Tissue was processed for electron microscopy at room temperature using a standard procedure, as described below. Samples were originally fixed in 10% formalin and then small fragments of tissue were re-fixed in Karnovskys's half strength glutaraldehyde/paraformaldehyde mixture (2.5g/dl glutaraldehyde; 2g/dl paraformaldehyde) in 0.1M sodium cacodylate buffer, pH 7.4. Following a brief rinse (3× 5 minutes) in 5g/dl sucrose in 0.1 M sodium cacodylate buffer, pH 7.4, the tissue was post-fixed in osmium-S-collidine solution (1.33g/dl osmium tetroxide in 0.066M S-collidine buffer, pH 7.4) for 2 hours. The tissue was then dehydrated in graded ethyl alcohol solutions (70% for 10 minutes; 80% for 10 minutes; 95% for 15 minutes; 100% 3 changes for 20 minutes each). The tissue was cleared in propylene oxide (2 changes, 30 minutes each) and infiltrated first in a 1:1 mixture (by volume) of propylene oxide and poly-Bed mixture for 60 minutes followed by infiltration in undiluted poly-bed for 30 minutes. The tissue blocks were then placed in plastic molds filled with poly-Bed and cured overnight at 60°C. 1 µm sections were stained on a hot plate with alkaline toluidine blue (1g/dl toluidine blue solution and 1g/dl borax). Ultra thin sections with silver to light golden interference color were cut on an ultra-microtome, picked up on 200 mesh copper grids, and stained on the grid with saturated uranyl acetate solution for 15 minutes and 0.1 to 0.4 g/dl of lead citrate for 45 seconds. The grids were then examined in a Jeol JEM 1010 electron microscope at 80KV acceleration voltage. Images were recorded with an AMT digital camera.

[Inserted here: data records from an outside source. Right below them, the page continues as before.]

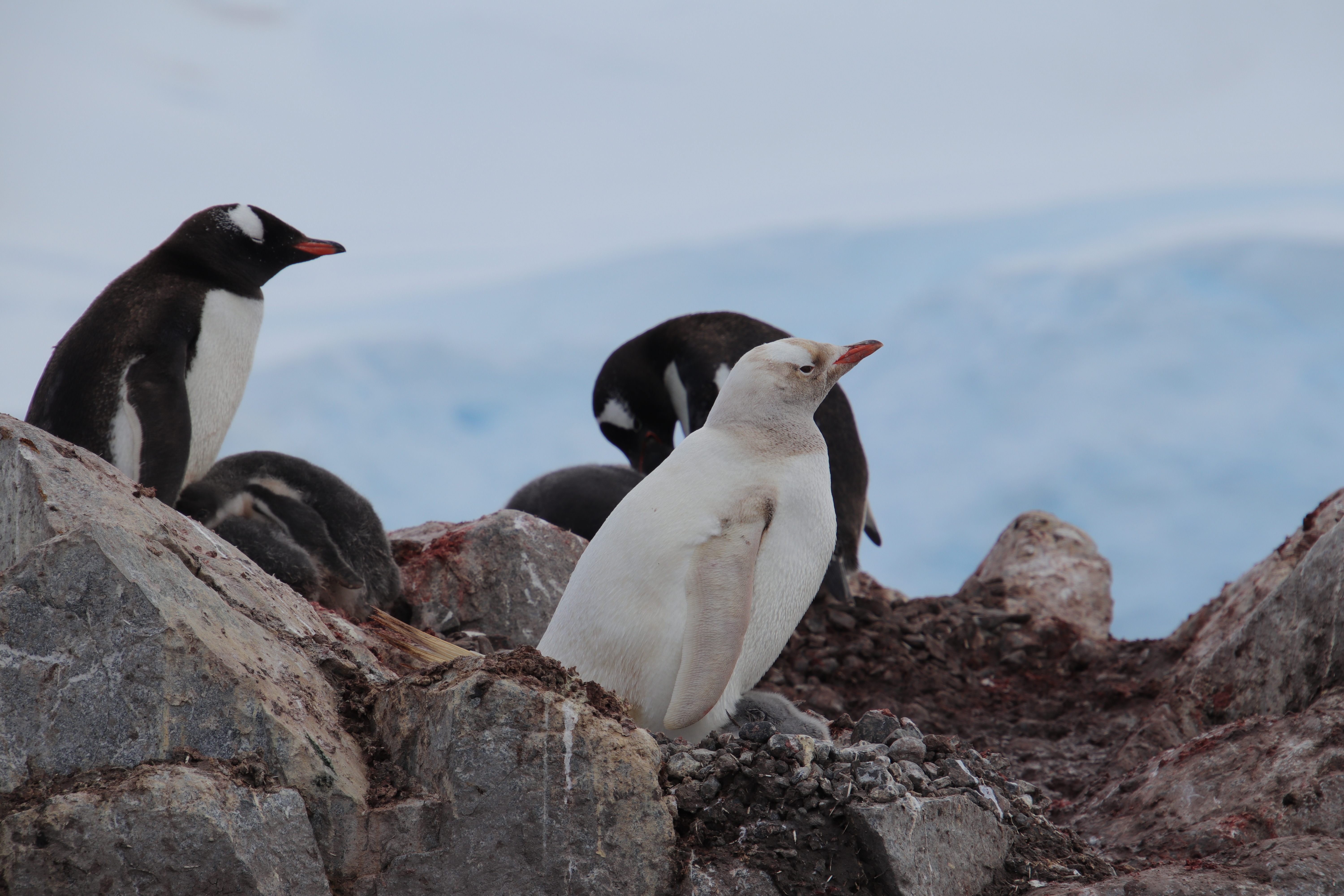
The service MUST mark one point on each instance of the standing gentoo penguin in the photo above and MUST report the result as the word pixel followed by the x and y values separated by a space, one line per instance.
pixel 577 498
pixel 674 373
pixel 153 373
pixel 304 526
pixel 693 586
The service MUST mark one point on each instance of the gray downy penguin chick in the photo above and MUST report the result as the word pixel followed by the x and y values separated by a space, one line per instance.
pixel 577 498
pixel 268 543
pixel 303 506
pixel 691 588
pixel 767 706
pixel 151 374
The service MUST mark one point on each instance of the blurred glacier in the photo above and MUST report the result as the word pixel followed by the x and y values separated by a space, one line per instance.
pixel 1173 388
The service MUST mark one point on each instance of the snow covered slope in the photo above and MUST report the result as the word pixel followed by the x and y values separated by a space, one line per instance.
pixel 1174 388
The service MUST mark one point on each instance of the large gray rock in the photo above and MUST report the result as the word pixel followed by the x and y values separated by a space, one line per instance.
pixel 726 879
pixel 1217 621
pixel 944 847
pixel 502 575
pixel 1280 867
pixel 1243 782
pixel 544 789
pixel 163 831
pixel 128 633
pixel 1046 567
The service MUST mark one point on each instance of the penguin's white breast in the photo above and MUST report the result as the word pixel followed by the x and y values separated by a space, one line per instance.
pixel 218 374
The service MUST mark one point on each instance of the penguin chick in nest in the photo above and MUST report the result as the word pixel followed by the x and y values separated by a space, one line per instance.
pixel 767 706
pixel 691 588
pixel 304 526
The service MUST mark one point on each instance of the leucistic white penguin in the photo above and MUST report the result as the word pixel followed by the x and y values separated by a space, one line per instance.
pixel 151 374
pixel 577 498
pixel 691 588
pixel 673 374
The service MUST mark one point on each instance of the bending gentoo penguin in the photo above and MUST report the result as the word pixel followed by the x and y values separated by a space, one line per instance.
pixel 577 498
pixel 693 586
pixel 153 373
pixel 674 373
pixel 280 507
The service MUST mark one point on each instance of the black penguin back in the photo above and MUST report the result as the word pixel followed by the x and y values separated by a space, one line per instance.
pixel 577 498
pixel 140 335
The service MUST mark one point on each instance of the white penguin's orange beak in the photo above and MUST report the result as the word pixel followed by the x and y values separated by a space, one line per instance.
pixel 859 351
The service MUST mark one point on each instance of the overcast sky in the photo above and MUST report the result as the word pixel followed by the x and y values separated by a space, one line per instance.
pixel 450 143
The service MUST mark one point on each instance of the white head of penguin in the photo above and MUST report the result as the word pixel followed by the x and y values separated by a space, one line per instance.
pixel 779 382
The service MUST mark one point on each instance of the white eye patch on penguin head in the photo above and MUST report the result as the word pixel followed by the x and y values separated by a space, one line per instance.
pixel 245 218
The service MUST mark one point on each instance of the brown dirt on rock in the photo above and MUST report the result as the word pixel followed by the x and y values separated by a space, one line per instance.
pixel 1056 704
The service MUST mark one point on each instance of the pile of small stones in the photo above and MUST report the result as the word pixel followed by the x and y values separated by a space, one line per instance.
pixel 779 801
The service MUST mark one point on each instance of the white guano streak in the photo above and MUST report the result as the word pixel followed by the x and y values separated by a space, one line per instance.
pixel 572 717
pixel 218 374
pixel 677 392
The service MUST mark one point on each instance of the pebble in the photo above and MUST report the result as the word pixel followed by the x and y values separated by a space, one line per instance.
pixel 909 749
pixel 682 765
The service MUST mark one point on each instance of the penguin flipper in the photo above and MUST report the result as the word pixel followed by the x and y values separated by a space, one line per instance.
pixel 158 392
pixel 718 597
pixel 870 524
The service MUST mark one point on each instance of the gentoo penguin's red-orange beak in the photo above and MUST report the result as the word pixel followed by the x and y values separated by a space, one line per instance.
pixel 321 248
pixel 859 351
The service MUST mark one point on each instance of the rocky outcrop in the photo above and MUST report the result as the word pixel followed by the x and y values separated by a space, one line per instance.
pixel 947 847
pixel 501 575
pixel 1046 567
pixel 128 632
pixel 162 829
pixel 174 718
pixel 545 790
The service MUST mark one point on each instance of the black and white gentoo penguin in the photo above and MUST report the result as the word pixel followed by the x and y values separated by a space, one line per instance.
pixel 153 373
pixel 673 374
pixel 693 586
pixel 304 526
pixel 577 498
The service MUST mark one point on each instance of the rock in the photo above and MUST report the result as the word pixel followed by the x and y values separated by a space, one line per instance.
pixel 683 765
pixel 876 726
pixel 163 829
pixel 1243 782
pixel 1218 620
pixel 726 878
pixel 546 792
pixel 1046 567
pixel 757 731
pixel 131 632
pixel 932 847
pixel 502 574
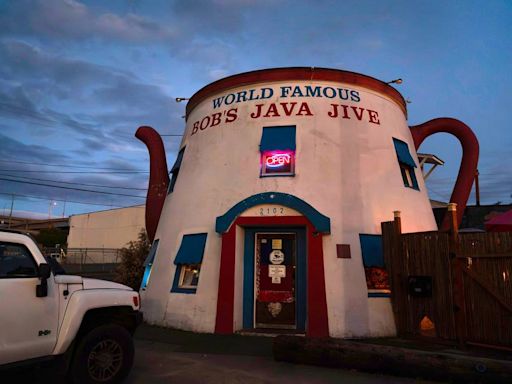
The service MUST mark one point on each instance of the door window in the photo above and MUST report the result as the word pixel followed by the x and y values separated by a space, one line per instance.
pixel 16 261
pixel 275 261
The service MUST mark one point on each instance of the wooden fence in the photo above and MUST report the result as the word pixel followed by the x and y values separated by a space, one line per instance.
pixel 458 283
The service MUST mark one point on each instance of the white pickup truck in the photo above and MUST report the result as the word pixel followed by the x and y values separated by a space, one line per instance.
pixel 86 324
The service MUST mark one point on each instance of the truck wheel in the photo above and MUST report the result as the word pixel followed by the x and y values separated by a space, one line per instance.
pixel 104 355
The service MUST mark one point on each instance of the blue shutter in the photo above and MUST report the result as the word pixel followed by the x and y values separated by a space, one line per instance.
pixel 371 249
pixel 403 154
pixel 278 138
pixel 191 249
pixel 151 255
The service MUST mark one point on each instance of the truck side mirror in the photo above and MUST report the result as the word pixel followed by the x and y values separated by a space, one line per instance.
pixel 44 271
pixel 44 274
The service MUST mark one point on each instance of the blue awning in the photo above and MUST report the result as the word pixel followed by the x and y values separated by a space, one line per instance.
pixel 403 154
pixel 152 252
pixel 177 163
pixel 278 138
pixel 371 249
pixel 191 249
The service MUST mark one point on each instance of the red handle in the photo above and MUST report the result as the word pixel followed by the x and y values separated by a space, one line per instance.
pixel 469 162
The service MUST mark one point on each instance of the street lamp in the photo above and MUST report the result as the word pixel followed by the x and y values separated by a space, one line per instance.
pixel 396 81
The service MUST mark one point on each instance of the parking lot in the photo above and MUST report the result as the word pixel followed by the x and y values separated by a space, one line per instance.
pixel 169 356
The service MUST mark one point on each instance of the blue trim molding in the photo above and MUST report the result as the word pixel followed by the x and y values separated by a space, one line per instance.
pixel 321 223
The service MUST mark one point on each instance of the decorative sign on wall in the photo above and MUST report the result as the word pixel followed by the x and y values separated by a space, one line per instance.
pixel 277 163
pixel 276 272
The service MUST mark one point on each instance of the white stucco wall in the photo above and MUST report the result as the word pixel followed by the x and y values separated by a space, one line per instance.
pixel 345 168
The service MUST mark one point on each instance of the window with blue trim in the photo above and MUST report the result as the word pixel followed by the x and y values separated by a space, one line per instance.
pixel 277 148
pixel 148 264
pixel 188 263
pixel 377 280
pixel 406 163
pixel 175 170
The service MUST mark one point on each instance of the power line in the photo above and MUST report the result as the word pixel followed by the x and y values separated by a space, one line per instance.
pixel 70 188
pixel 65 200
pixel 72 183
pixel 68 165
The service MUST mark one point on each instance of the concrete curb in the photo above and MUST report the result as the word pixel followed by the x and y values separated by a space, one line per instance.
pixel 392 360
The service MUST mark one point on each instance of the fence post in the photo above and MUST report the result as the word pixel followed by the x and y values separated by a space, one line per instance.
pixel 400 271
pixel 459 300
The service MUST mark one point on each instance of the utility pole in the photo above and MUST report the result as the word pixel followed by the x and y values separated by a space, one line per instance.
pixel 477 188
pixel 10 213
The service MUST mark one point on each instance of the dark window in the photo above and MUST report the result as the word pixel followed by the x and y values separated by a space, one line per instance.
pixel 277 149
pixel 175 170
pixel 148 264
pixel 406 163
pixel 188 263
pixel 373 260
pixel 16 261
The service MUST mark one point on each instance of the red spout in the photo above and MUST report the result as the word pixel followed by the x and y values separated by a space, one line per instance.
pixel 158 177
pixel 469 160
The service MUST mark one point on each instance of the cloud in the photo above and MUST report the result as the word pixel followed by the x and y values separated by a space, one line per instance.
pixel 12 149
pixel 69 19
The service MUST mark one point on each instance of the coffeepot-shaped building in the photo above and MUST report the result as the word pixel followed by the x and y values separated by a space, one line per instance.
pixel 271 215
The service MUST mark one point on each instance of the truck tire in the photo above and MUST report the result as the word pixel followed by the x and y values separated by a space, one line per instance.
pixel 104 355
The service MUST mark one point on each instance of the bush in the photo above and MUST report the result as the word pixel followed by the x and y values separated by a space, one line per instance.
pixel 131 268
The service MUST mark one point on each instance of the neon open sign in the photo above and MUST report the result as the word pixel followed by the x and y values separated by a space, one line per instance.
pixel 278 160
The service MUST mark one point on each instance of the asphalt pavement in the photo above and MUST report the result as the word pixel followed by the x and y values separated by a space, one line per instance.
pixel 169 356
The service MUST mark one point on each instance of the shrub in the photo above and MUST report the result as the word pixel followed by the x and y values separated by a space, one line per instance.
pixel 131 268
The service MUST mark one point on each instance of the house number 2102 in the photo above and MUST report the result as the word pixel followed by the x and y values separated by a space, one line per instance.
pixel 271 211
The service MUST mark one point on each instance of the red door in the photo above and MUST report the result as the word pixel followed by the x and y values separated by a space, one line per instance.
pixel 274 280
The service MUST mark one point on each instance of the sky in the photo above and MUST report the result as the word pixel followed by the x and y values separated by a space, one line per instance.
pixel 78 78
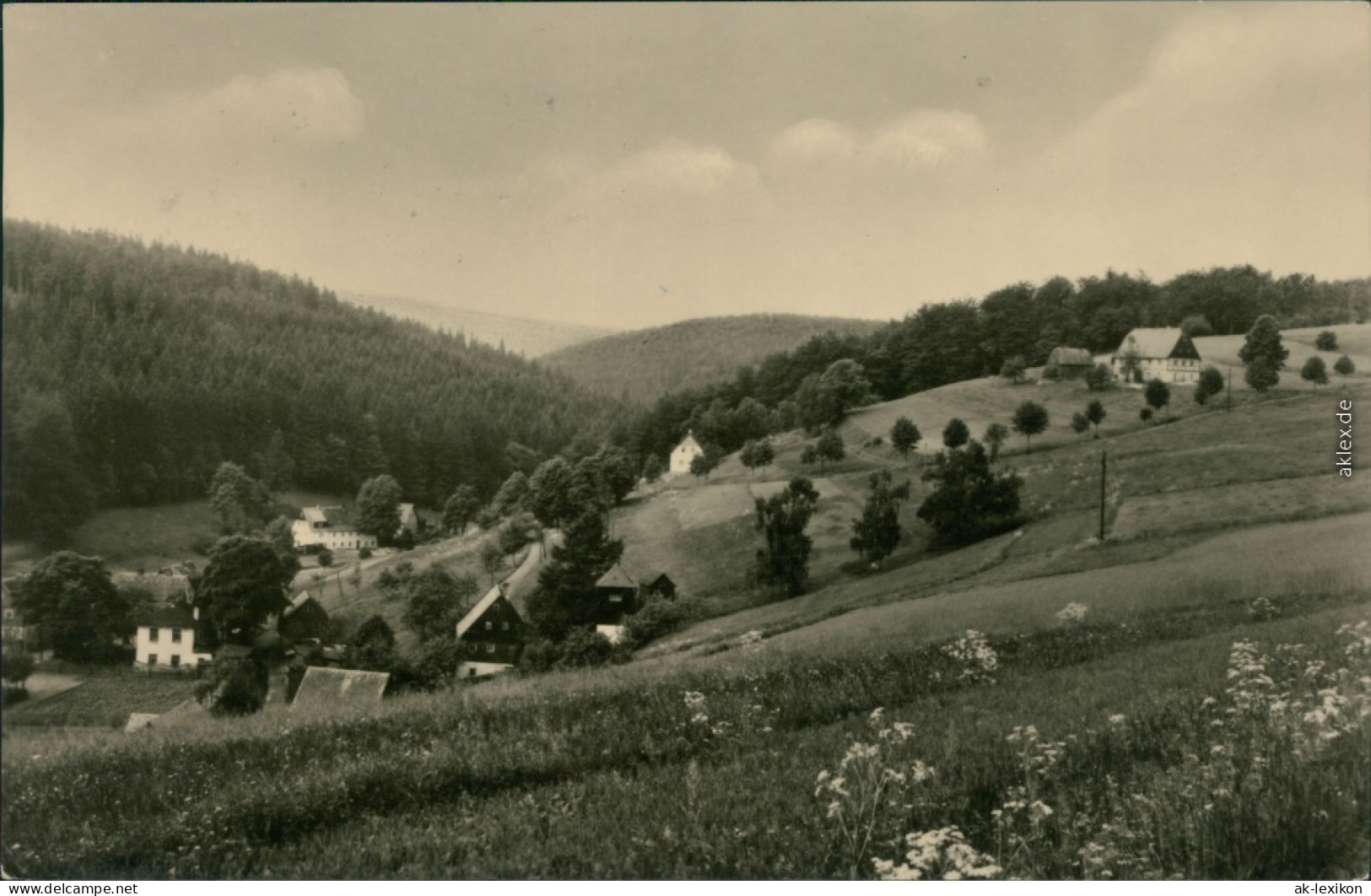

We thank Robb MacLellan for providing the ANF plasmid and Alejandro Sweet-Cordero and Han You for their advice in establishing the real time PCR techniques. We are grateful to Michael Yaffe, Paul Danielian and members of the Lees lab for helpful discussions during this study and the preparation of this manuscript. J.E.C. was supported by a David Koch predoctoral fellowship. I.M. was supported by a post-doctoral training grant from the Howard Hughes Medical Institute. J.A.L. is a Daniel K. Ludwig Scholar. This work was supported by grants from the NIH (PO1-CA42063) to J.A.L.
The authors declare that they have no competing financial interests.